From these two cases, we must first find out the scope of the search. Whether or not a smartphone can be searched without a warrant is a hotly debated topic. In the case of U. S. Petitioner v. Willie Robinson,[9] the officer searched the respondent's person and found, in a coat pocket, a cigarette package containing heroin. In the case of a lawful custodial arrest, a full search of the person is not only an exception to the warrant requirement of the Fourth Amendment but is also a “reasonable” search under that Amendment.[9] What can be defined as a “reasonable” search? Can smartphones, pagers, and laptops be regarded in the same way as the cigarette package and justify the use of a warrantless search? Most courts have ultimately upheld warrantless smartphone data searches using a variety of approaches. Some have concluded that, under Robinson, a smartphone can be freely searched incident to a defendant's lawful arrest, with no justification beyond the fact of the arrest itself. For example, see the cases of US v. Young,[10] US v. Finley,[11] People v. Diaz.[12] Smartphones store more private information than beepers and traditional cell phones. Smartphones are both quantitatively and qualitatively different from other objects an arrestee might keep on their person based on their immense storage capacities. By compiling such specific information about all aspects of an arrestee's life, law enforcement can easily reconstruct their personal life dating back several years. This type of expansive search was completely distinguishable from the search of a cigarette pack's contents. Therefore, smartphones cannot be seen as an object that is under the control of the arrestee. Smartphones are more likely to be regarded as “computers” in evidence law. As the differences in the features of smartphones and personal computers continue to decrease, courts should recognize that smartphones entail the same expectations of privacy as computers and treat warrantless searches of smartphones in the same manner.
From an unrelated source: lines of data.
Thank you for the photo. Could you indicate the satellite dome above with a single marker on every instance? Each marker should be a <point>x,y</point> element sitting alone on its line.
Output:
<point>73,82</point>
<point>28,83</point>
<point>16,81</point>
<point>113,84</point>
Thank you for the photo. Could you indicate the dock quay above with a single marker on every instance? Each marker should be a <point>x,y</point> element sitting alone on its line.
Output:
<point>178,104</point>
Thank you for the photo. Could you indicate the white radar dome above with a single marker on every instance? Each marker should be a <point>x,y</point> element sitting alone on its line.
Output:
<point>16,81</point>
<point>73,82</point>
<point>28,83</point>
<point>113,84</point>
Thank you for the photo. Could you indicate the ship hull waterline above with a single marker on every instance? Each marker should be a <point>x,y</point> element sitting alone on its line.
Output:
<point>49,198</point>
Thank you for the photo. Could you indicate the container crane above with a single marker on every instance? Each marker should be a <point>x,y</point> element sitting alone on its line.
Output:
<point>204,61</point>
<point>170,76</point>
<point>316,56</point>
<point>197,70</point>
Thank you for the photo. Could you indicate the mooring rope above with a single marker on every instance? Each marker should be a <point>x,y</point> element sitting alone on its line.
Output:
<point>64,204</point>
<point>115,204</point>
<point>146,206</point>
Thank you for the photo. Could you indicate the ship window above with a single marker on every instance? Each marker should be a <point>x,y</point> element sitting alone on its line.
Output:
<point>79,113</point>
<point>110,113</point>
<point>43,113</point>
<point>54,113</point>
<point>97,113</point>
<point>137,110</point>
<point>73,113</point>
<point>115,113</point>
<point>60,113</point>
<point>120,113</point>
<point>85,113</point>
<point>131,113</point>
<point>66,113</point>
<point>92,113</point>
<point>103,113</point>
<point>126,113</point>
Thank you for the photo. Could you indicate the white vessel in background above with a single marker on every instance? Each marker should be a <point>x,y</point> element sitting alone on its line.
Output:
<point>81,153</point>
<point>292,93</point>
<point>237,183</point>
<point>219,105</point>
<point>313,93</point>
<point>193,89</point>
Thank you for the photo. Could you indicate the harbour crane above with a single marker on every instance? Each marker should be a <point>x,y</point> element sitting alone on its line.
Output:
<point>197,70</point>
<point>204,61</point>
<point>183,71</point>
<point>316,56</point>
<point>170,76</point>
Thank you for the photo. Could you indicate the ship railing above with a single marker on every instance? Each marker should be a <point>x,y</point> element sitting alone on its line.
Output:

Therefore, courts should require reasonable suspicion of the content of the parts of the phone being searched. If the police want to search the content in smartphones, they need to apply for another search warrant.

  Exception of the Warrant Search for Smartphones Top

Although law enforcement must obtain a warrant before searching a smartphone's data, the Supreme Court has provided an exception to this general rule to better balance the government's needs against the arrestee's privacy interests. In some circumstances, there remains an exception which allows the government to search a smartphone without a warrant if there is a reasonable need.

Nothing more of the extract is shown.